Organisasi demokrasi nasional Bahaghari juga meretas kejadian itu, menekankan bahwa “agama bukanlah pembenaran untuk kefanatikan.” Mereka juga mendesak Komisi Hak Asasi Manusia (CHR) untuk mengadakan pembicaraan dengan pemerintah Bangsamoro dan mendukung kelompok LGBTQ+ lainnya untuk menuntut keadilan.

Kurangnya perlindungan hukum

Lakapati Laguna, sementara itu, mengatakan insiden tersebut mengungkap perlunya perlindungan hukum bagi komunitas LGBTQ+ di Filipina.

“Pertunjukan kefanatikan yang terang-terangan ini merupakan wujud nyata bahwa komunitas LGBTQ+ sangat rentan dan jauh dari kata aman karena tidak adanya undang-undang resmi yang dapat melindungi kita di mata hukum,” kata Lakapati. penyataan.
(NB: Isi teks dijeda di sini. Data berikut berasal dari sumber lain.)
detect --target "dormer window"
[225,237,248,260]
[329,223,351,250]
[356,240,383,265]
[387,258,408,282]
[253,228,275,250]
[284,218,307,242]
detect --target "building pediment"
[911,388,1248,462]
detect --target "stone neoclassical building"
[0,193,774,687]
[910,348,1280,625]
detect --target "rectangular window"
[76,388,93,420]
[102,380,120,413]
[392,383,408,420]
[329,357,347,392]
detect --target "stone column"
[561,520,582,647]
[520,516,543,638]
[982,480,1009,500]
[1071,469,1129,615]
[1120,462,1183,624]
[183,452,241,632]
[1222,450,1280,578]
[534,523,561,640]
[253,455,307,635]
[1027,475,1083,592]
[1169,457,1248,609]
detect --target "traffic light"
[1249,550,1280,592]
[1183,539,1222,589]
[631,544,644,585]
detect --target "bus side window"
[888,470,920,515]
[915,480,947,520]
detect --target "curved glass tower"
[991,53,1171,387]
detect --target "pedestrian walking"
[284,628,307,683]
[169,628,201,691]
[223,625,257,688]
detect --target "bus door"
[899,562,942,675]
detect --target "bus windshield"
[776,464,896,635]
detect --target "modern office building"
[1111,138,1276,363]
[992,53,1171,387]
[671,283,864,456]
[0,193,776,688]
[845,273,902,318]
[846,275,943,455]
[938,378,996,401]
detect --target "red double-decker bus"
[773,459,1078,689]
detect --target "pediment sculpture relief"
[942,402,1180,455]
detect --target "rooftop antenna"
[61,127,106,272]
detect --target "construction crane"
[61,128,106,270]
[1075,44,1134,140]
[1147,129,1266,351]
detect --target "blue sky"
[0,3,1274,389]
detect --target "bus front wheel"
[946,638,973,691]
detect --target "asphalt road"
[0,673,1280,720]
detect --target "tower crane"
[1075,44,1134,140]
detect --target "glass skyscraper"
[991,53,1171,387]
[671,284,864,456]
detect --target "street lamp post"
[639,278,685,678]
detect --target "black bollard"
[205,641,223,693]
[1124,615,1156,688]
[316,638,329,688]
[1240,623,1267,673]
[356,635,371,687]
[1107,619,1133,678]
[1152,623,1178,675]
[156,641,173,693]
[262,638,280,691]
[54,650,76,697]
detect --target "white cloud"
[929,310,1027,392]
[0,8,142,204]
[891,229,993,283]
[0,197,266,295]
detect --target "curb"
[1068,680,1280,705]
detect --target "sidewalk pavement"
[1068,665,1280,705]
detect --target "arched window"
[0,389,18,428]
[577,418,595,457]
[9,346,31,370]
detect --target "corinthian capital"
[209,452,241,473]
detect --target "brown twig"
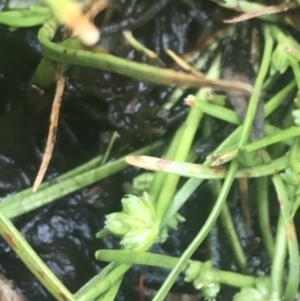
[223,2,299,24]
[32,76,65,192]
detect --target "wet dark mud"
[0,0,290,301]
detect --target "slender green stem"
[74,262,116,300]
[211,180,247,271]
[239,26,273,147]
[262,152,299,301]
[241,126,300,152]
[156,57,220,225]
[290,137,300,183]
[153,160,238,301]
[96,277,123,301]
[38,20,253,93]
[269,215,287,301]
[96,250,255,287]
[256,177,274,259]
[0,212,75,301]
[0,142,161,218]
[75,264,131,301]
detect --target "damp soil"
[0,0,292,301]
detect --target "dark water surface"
[0,0,278,301]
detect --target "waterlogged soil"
[0,0,288,301]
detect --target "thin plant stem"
[156,56,220,224]
[75,264,132,301]
[211,180,247,271]
[0,212,75,301]
[0,142,161,218]
[96,250,255,287]
[153,160,238,301]
[262,152,299,301]
[256,177,274,259]
[239,26,273,147]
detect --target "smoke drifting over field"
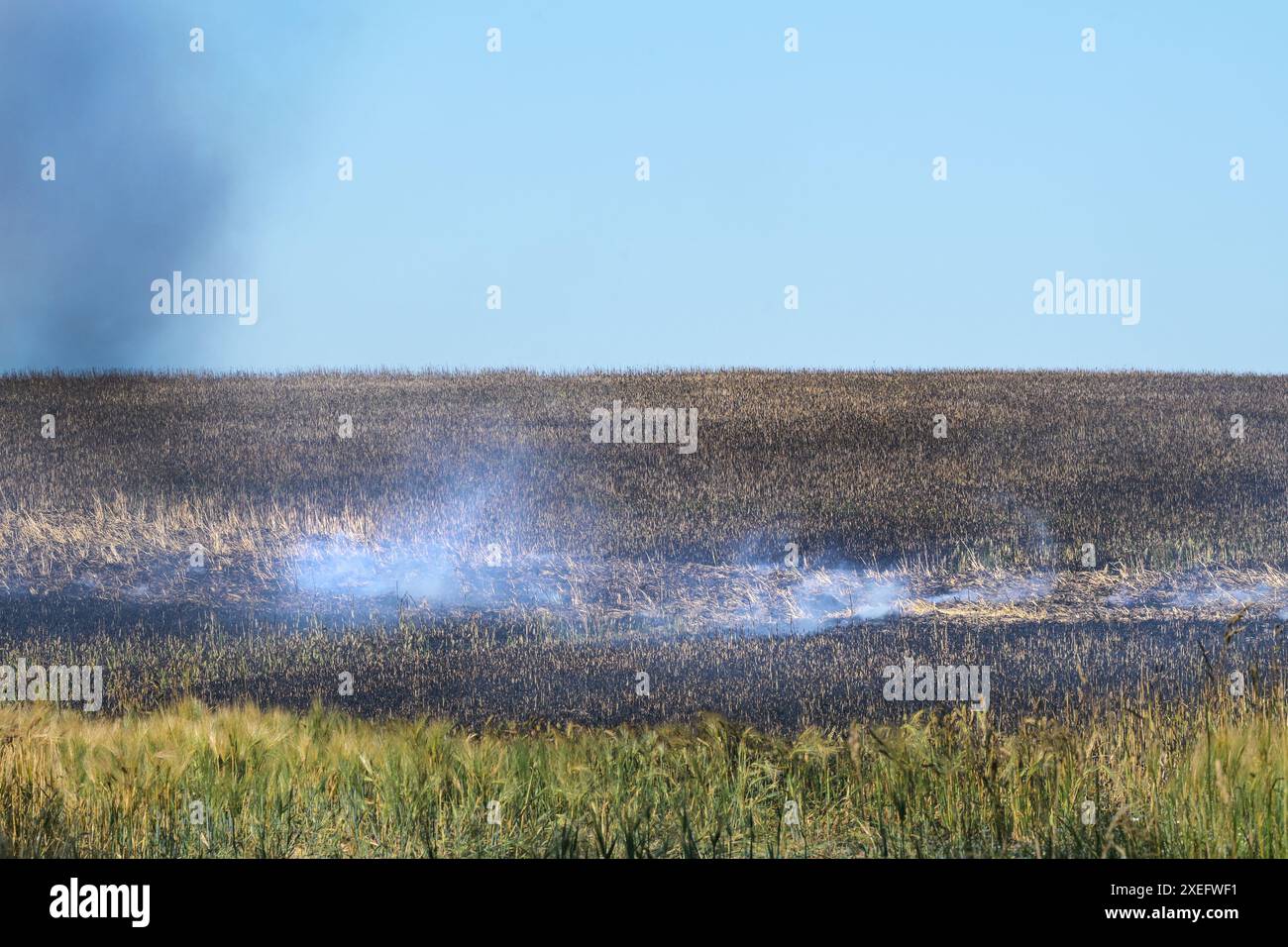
[284,536,1288,633]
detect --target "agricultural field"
[0,369,1288,857]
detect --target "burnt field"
[0,599,1285,734]
[0,371,1288,732]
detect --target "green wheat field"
[0,371,1288,858]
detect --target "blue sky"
[0,0,1288,371]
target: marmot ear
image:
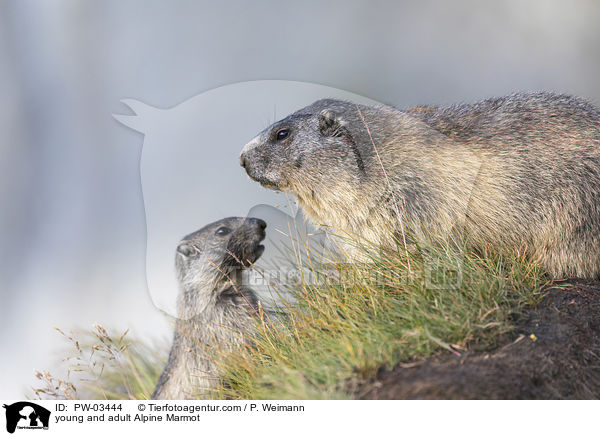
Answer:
[177,242,200,257]
[319,109,343,136]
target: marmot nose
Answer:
[252,218,267,230]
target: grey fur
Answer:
[240,92,600,278]
[152,218,266,399]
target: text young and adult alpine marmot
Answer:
[152,218,267,399]
[240,92,600,278]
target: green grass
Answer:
[214,237,546,399]
[31,233,548,399]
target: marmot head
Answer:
[240,99,368,196]
[175,217,267,283]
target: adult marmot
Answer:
[152,218,267,400]
[240,93,600,278]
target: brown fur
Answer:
[240,93,600,278]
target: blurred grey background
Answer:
[0,0,600,398]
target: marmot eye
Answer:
[275,129,290,141]
[215,227,231,236]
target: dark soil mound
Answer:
[355,281,600,399]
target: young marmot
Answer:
[152,218,267,400]
[240,93,600,278]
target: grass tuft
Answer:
[34,233,548,399]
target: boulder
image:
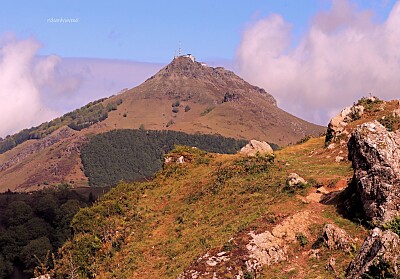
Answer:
[325,105,364,143]
[348,121,400,224]
[346,228,400,278]
[240,140,274,157]
[286,173,307,187]
[322,224,355,253]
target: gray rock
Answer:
[325,105,364,142]
[348,121,400,224]
[346,228,400,278]
[322,224,355,253]
[286,173,307,187]
[240,140,274,157]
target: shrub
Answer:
[172,107,179,113]
[383,217,400,235]
[172,100,181,108]
[166,119,175,127]
[296,233,308,247]
[200,107,214,116]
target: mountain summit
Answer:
[110,55,325,146]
Lakapati dan kelompok lain sejenisnya Kaukus MASYARAKAT ASEAN juga menyerukan penyelidikan resmi terhadap CHR dan segera disahkannya RUU Kesetaraan SOGIE yang akan melindungi masyarakat Filipina dari diskriminasi, pelecehan dan kekerasan berbasis gender.

RUU Kesetaraan SOGIE masih menunggu keputusan di Kongres, 21 tahun setelah pertama kali diperkenalkan oleh mendiang Senator Miriam Defensor Santiago dan mantan Perwakilan Akbayan Loretta Rosales. Di antara penentang utama RUU tersebut adalah Presiden Senat Vicente Sotto III, yang juga seorang Katolik yang taat, dan Senator Manny Pacquiao dan Joel Villanueva, yang merupakan umat Kristen evangelis yang taat. – Rappler.com

Joven Jacolbia adalah relawan Rappler yang mempelajari komunikasi organisasi di Universitas Filipina Manila (UPM). Beliau menjabat sebagai Pemimpin Redaksi Aneka Media dan Kepala Penelitian dan Pendidikan UPM Bahagsari.